Benim için de gez diyorsun. İnşallah olursa, pek iyi. Fakat daima kalbimdesin. Zaten benimlesin, artık hayalimdesin. Kafiyeli de yazıyormuşum hani. Arkadaşlarının takıldığını bahsediyorsun ? Verdiğin cevabı duymak isterdim.

Havadislerine memnun oldum. Senin yerine sanki ben gezmişim gibi oldum. Ama sonunda zehir olmuş.

Düğünlere gidersin ha ? Kimlerle dans ettin ? Raspaları, sambaları ha, bir de bilmem dersin, allah versin, ama niye olsun. Sen benim elime geçmeyecek misin ? Resim istiyorsun ? Peki göndereyim, ama sen gönderme, e mi ? Sen söz tutarsın, bilirim. Gönderdiğim resim güzel değil, ama onu büyüttürdüm, o güzel oldu. Daha bulursam yine gönderirim.

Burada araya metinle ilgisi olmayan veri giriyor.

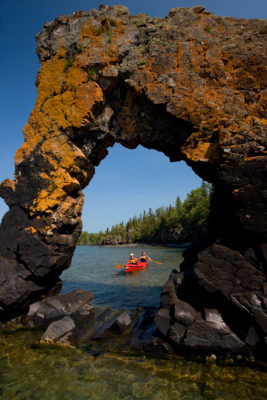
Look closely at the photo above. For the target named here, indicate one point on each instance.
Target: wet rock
(199, 82)
(184, 313)
(163, 320)
(60, 331)
(207, 337)
(122, 322)
(76, 304)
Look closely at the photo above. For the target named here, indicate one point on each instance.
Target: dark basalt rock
(178, 85)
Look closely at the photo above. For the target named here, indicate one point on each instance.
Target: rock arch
(192, 86)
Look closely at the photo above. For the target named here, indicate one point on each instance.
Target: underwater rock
(190, 85)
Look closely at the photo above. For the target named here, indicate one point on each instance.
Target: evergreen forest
(194, 210)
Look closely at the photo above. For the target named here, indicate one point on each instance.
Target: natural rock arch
(191, 85)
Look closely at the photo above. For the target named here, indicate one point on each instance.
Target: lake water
(30, 371)
(93, 268)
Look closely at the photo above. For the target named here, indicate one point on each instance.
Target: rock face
(193, 86)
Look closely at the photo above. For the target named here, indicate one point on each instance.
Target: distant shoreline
(182, 245)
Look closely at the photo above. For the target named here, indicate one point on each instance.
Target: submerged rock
(190, 85)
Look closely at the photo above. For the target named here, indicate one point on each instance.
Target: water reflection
(93, 268)
(29, 371)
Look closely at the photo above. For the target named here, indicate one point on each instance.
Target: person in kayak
(144, 257)
(132, 259)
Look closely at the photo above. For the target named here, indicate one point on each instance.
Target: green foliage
(194, 210)
(69, 63)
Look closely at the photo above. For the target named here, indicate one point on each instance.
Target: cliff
(193, 86)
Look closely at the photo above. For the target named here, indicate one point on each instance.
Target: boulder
(61, 331)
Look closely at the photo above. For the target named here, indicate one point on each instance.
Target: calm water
(29, 371)
(93, 268)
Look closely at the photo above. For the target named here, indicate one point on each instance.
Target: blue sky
(127, 181)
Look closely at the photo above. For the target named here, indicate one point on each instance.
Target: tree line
(193, 210)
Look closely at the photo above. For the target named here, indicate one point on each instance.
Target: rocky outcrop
(191, 85)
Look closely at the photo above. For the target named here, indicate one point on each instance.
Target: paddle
(157, 262)
(119, 266)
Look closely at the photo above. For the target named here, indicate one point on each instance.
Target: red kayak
(135, 267)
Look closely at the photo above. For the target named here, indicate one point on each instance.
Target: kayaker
(132, 259)
(144, 257)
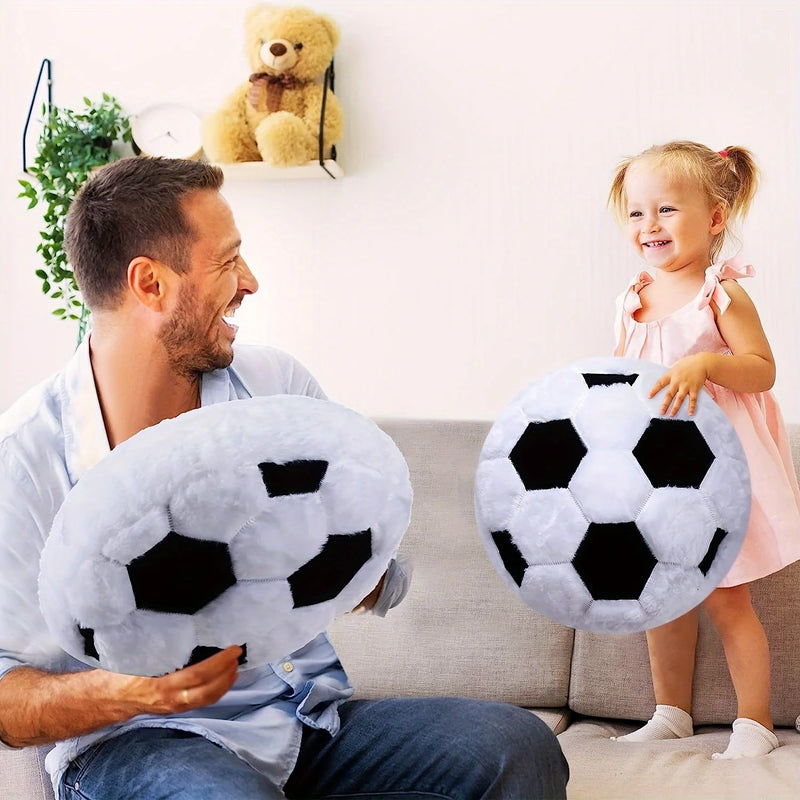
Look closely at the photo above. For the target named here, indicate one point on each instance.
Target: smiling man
(156, 253)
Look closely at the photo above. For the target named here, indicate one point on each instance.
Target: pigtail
(616, 195)
(744, 183)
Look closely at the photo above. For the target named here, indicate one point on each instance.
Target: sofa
(462, 631)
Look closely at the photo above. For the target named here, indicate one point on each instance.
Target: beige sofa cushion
(611, 674)
(461, 630)
(679, 769)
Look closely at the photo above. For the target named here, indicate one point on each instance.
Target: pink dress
(773, 534)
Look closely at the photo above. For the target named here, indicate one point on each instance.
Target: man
(157, 256)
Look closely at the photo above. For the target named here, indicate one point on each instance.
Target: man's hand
(200, 685)
(368, 603)
(684, 379)
(42, 707)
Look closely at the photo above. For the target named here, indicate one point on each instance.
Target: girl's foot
(749, 739)
(669, 722)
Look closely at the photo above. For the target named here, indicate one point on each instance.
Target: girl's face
(670, 222)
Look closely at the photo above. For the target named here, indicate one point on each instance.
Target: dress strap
(712, 288)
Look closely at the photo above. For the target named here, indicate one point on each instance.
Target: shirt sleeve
(266, 371)
(25, 516)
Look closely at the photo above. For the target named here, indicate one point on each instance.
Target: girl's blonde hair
(729, 177)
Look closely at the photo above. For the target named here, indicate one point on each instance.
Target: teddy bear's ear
(331, 27)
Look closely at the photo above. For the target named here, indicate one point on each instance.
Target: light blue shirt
(48, 439)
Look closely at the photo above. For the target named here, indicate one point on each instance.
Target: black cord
(328, 77)
(45, 63)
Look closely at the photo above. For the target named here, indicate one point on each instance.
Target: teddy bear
(275, 116)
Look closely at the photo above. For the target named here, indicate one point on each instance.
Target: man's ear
(148, 282)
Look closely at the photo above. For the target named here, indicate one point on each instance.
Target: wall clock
(169, 130)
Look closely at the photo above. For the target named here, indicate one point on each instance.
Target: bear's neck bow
(266, 90)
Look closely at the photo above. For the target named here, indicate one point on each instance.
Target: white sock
(669, 722)
(749, 740)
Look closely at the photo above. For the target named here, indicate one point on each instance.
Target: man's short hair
(127, 209)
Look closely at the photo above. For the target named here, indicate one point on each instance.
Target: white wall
(468, 249)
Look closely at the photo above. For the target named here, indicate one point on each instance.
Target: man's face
(198, 335)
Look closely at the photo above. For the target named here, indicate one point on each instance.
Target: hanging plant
(71, 145)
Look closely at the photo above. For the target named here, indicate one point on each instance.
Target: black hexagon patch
(292, 477)
(325, 575)
(512, 558)
(547, 454)
(180, 575)
(614, 561)
(673, 452)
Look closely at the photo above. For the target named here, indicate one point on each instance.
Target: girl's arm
(751, 368)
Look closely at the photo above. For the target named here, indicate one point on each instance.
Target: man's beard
(189, 350)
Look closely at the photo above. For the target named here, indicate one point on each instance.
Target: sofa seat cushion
(461, 630)
(679, 768)
(611, 673)
(22, 774)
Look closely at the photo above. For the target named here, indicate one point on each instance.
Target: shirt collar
(85, 437)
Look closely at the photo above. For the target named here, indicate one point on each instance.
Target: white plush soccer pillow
(252, 522)
(602, 514)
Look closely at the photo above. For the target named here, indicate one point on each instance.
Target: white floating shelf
(259, 171)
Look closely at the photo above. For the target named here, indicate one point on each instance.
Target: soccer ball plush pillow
(603, 514)
(252, 522)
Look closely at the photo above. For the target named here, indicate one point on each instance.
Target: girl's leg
(672, 648)
(747, 652)
(746, 649)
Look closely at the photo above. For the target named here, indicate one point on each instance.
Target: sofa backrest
(461, 630)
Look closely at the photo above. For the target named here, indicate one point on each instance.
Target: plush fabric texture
(601, 513)
(253, 522)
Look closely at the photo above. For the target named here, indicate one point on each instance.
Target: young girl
(690, 314)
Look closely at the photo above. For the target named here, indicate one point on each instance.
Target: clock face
(168, 130)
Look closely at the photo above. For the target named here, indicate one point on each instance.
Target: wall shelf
(259, 171)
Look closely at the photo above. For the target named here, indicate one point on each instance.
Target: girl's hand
(684, 379)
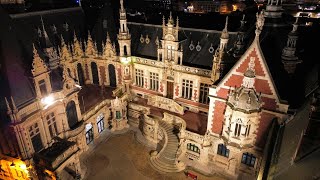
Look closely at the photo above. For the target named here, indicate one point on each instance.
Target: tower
(49, 50)
(289, 58)
(217, 67)
(41, 75)
(124, 37)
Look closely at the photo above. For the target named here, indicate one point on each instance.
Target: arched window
(80, 74)
(248, 159)
(72, 114)
(222, 150)
(125, 50)
(95, 75)
(194, 148)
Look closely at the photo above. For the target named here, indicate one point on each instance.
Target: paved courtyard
(122, 157)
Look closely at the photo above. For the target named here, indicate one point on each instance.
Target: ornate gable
(38, 66)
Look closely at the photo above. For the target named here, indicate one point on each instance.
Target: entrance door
(169, 89)
(100, 125)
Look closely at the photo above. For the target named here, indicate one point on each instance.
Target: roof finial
(14, 105)
(8, 106)
(35, 52)
(225, 34)
(260, 23)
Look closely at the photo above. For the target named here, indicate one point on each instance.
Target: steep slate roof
(201, 58)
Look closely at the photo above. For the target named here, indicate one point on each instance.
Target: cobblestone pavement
(122, 157)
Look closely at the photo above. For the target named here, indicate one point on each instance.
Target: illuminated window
(51, 120)
(248, 159)
(43, 88)
(204, 91)
(187, 86)
(139, 78)
(222, 150)
(35, 137)
(154, 81)
(192, 147)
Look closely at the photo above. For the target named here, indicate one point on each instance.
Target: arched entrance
(72, 114)
(100, 123)
(89, 133)
(112, 75)
(80, 74)
(95, 75)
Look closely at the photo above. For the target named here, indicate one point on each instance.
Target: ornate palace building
(210, 99)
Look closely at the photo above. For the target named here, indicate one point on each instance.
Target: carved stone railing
(93, 111)
(119, 91)
(140, 108)
(165, 103)
(184, 69)
(64, 156)
(193, 136)
(76, 130)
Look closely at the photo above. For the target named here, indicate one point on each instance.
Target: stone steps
(165, 161)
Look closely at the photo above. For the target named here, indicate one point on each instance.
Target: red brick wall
(119, 75)
(102, 74)
(218, 117)
(258, 67)
(263, 128)
(262, 86)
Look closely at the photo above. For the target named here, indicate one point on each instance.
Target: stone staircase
(165, 160)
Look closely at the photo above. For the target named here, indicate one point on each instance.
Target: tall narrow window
(248, 126)
(204, 91)
(222, 150)
(35, 137)
(170, 53)
(193, 148)
(43, 88)
(237, 130)
(248, 159)
(154, 81)
(139, 78)
(187, 89)
(52, 125)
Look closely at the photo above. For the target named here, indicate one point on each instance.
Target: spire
(259, 23)
(77, 50)
(14, 105)
(90, 50)
(289, 58)
(9, 111)
(46, 43)
(225, 34)
(38, 66)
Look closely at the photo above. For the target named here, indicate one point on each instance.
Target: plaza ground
(122, 157)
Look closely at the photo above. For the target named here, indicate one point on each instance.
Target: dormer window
(43, 87)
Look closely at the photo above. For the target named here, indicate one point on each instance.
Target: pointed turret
(64, 51)
(239, 44)
(289, 58)
(124, 37)
(90, 49)
(77, 50)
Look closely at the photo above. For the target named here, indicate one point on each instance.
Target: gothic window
(170, 53)
(204, 91)
(194, 148)
(52, 125)
(118, 114)
(139, 78)
(154, 81)
(222, 150)
(35, 137)
(187, 89)
(237, 130)
(247, 132)
(43, 88)
(248, 159)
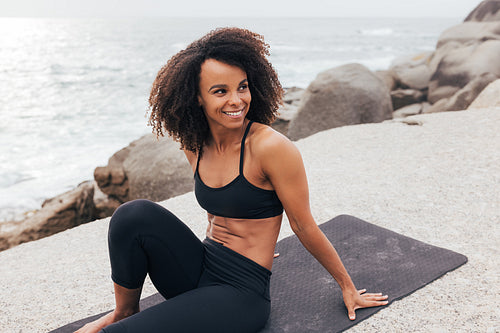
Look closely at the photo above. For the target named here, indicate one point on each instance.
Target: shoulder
(192, 158)
(272, 147)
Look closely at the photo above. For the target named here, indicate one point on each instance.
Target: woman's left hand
(358, 299)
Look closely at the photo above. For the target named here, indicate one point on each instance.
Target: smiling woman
(175, 96)
(224, 104)
(217, 97)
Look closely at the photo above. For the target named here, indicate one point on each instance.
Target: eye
(220, 91)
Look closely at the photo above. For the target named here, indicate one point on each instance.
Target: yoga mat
(305, 298)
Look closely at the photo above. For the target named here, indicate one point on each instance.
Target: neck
(222, 138)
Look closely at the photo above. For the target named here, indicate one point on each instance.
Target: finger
(374, 296)
(352, 314)
(369, 304)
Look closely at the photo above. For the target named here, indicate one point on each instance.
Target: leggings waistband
(230, 267)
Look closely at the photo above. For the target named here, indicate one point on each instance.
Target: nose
(234, 99)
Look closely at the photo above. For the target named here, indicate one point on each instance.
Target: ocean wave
(377, 32)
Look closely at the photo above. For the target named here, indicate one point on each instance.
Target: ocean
(74, 91)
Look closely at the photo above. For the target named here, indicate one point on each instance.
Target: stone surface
(404, 97)
(461, 65)
(408, 110)
(470, 31)
(435, 183)
(489, 97)
(388, 77)
(149, 168)
(413, 71)
(57, 214)
(465, 96)
(290, 107)
(485, 11)
(345, 95)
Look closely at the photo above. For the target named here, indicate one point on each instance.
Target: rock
(465, 96)
(104, 205)
(293, 95)
(412, 71)
(485, 11)
(489, 97)
(409, 110)
(461, 65)
(346, 95)
(57, 214)
(388, 77)
(404, 97)
(438, 106)
(288, 110)
(470, 31)
(148, 168)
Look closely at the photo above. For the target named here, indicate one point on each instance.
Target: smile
(234, 113)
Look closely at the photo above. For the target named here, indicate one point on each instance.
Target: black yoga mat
(305, 298)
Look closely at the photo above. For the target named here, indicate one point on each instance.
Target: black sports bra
(239, 198)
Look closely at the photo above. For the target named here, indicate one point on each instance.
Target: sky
(231, 8)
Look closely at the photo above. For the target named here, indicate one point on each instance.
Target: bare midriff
(252, 238)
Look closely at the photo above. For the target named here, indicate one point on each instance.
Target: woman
(217, 98)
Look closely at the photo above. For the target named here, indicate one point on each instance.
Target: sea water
(74, 91)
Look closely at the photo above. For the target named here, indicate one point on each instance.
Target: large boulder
(470, 31)
(413, 71)
(403, 97)
(65, 211)
(346, 95)
(389, 78)
(460, 65)
(465, 96)
(485, 11)
(489, 97)
(291, 102)
(149, 168)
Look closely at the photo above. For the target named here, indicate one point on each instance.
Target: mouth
(234, 113)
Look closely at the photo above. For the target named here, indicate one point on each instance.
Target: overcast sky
(252, 8)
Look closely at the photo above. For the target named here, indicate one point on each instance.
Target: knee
(128, 218)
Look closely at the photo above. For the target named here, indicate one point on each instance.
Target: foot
(97, 325)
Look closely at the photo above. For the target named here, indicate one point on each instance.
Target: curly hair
(173, 100)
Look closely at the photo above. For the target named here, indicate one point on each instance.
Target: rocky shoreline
(437, 183)
(451, 78)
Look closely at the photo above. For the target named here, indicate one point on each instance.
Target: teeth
(237, 113)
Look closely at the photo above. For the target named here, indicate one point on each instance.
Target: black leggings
(208, 287)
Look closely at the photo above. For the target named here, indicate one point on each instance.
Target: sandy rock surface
(438, 182)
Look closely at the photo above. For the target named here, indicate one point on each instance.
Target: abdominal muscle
(252, 238)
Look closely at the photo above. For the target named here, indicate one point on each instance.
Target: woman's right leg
(146, 238)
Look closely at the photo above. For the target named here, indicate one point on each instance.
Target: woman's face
(224, 94)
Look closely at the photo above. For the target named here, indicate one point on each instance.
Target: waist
(226, 266)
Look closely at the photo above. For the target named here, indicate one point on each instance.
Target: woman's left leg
(217, 309)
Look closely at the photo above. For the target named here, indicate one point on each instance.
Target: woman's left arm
(283, 166)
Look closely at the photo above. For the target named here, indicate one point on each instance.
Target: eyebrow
(225, 85)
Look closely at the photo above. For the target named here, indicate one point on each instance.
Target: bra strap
(242, 153)
(198, 161)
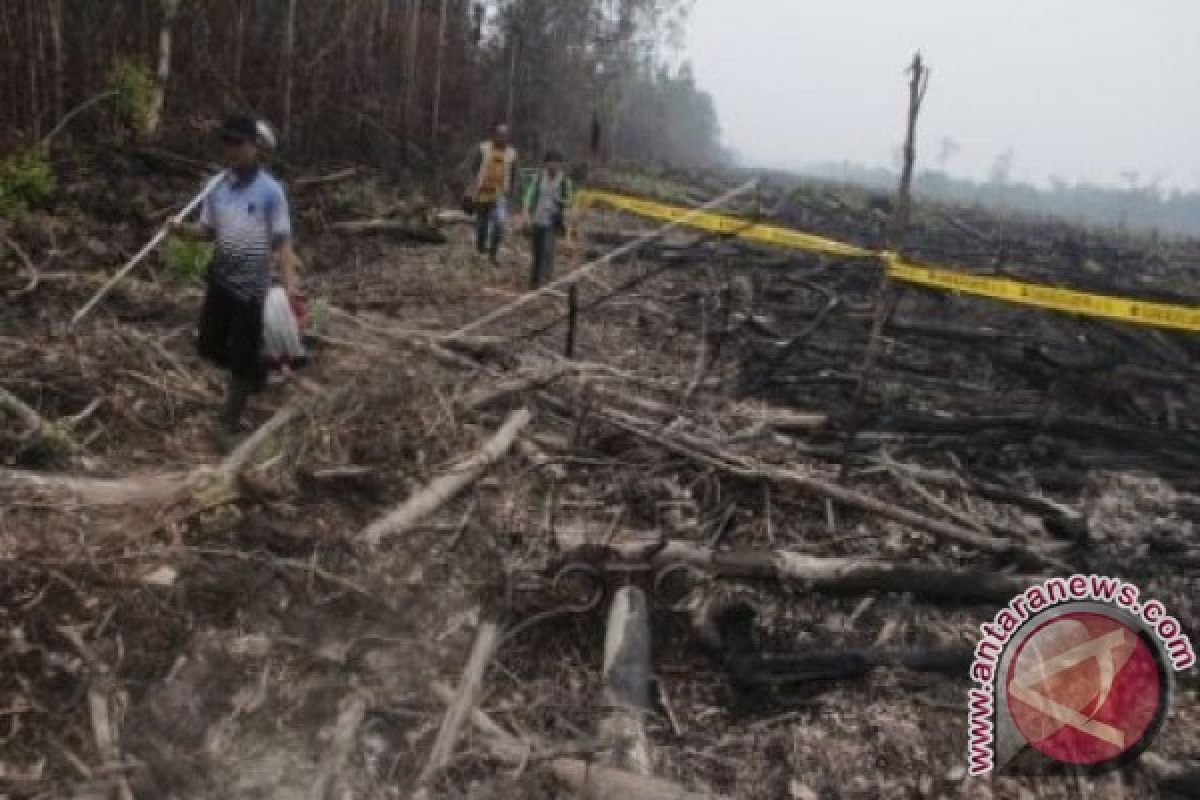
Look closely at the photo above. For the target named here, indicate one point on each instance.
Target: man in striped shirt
(247, 217)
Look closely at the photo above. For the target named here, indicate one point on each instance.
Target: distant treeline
(409, 83)
(1144, 208)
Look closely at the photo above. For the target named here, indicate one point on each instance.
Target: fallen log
(712, 455)
(1059, 516)
(627, 680)
(588, 780)
(448, 486)
(465, 702)
(207, 485)
(34, 275)
(849, 576)
(597, 782)
(33, 421)
(334, 761)
(405, 229)
(319, 180)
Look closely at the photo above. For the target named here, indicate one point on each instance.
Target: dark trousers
(545, 240)
(489, 228)
(232, 338)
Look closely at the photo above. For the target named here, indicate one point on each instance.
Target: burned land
(426, 516)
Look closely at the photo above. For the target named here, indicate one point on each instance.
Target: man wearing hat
(247, 218)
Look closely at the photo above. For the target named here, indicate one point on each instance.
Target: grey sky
(1079, 89)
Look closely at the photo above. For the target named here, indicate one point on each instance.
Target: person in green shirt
(546, 198)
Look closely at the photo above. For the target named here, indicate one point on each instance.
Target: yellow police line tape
(1139, 312)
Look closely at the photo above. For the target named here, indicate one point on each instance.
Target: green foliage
(133, 84)
(27, 180)
(187, 259)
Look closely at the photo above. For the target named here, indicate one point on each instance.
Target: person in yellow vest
(492, 179)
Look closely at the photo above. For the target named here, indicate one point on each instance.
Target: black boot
(229, 420)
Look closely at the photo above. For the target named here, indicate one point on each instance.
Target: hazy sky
(1079, 89)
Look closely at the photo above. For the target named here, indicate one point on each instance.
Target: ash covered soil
(173, 624)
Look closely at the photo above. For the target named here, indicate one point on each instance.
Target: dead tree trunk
(289, 42)
(154, 118)
(437, 82)
(411, 73)
(55, 12)
(465, 702)
(627, 680)
(444, 488)
(897, 222)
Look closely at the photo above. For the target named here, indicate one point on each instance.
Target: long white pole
(145, 251)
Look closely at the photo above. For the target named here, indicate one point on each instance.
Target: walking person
(546, 199)
(493, 170)
(247, 218)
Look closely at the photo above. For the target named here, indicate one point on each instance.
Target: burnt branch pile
(466, 565)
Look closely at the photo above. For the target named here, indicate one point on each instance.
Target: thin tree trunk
(239, 52)
(55, 12)
(411, 73)
(437, 79)
(169, 8)
(513, 83)
(289, 42)
(35, 106)
(885, 298)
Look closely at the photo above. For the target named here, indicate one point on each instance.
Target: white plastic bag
(281, 334)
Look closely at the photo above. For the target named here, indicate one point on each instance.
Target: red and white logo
(1085, 689)
(1074, 671)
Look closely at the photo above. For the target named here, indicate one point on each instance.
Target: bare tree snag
(154, 118)
(897, 223)
(627, 680)
(448, 486)
(465, 702)
(288, 56)
(436, 114)
(849, 576)
(411, 73)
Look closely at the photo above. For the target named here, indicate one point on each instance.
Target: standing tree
(154, 116)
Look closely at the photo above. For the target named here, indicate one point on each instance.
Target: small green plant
(27, 180)
(187, 259)
(135, 92)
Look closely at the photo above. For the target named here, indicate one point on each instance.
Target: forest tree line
(396, 83)
(1137, 206)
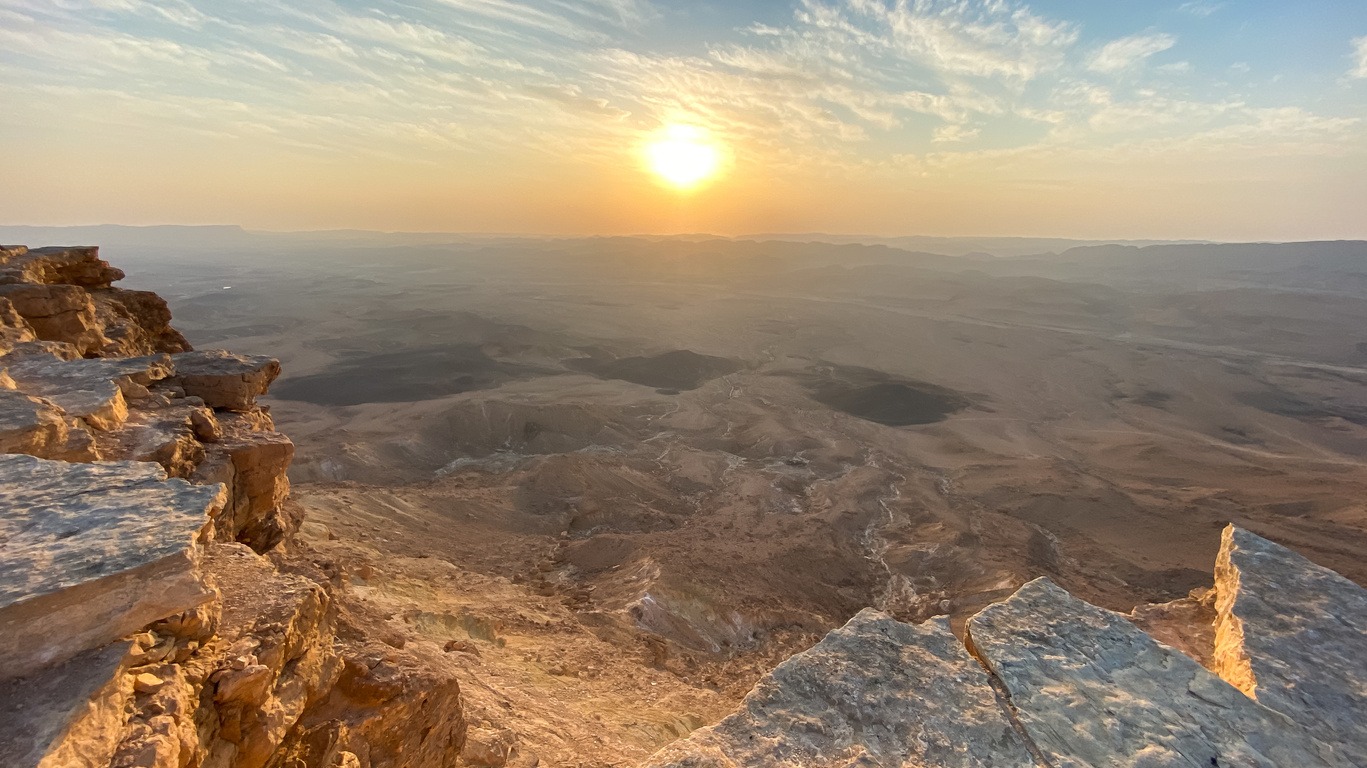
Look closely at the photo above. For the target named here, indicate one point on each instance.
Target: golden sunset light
(684, 157)
(659, 384)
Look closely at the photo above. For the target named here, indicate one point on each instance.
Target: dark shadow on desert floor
(677, 369)
(403, 376)
(879, 396)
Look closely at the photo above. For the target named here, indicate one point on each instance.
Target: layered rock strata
(1075, 685)
(93, 552)
(144, 625)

Şu arkadaşlarının izinleri de ne zaman bitecek, bilmiyorum. Sana ne zaman sıra gelecek ? 15 gündür sağ gözüm seyiriyor. Sonu ne olacak, bilmem. Sevinirim, ama bu nesi ? Mukaddes vazifelerinizi elbirliği ile yapacak sabır versin, kim verecekse ? Harman öğütleri ha ! Bizim tarlayı hasat edince öyle yaparız, ama onu aldığım zaman çok hayret ettim. Bir gün önce mektubunu almıştım. Başak'ı görünce, allah allah, dedim. Hemşire dağıtıyordu. Bu öğütler de kimden, dedi. Şaşkınlığımı görünce, bıraktı, gitti. Halam da geldi, gözüm aydın, ama Ayvalık'a gitti. O da senin gözün aydın. Artık yeter Sermet'ciğim, postaya yetişsin de, sen de yarın oku. Ankara'daki sevgilimi özledim. 15 gün sonra inşallah mektubu gelir. İyi günler canım, binlerce öpücükler ve sevgiler.

Erbil.

4 Ağustos 1952
Ankara

Erbil'im.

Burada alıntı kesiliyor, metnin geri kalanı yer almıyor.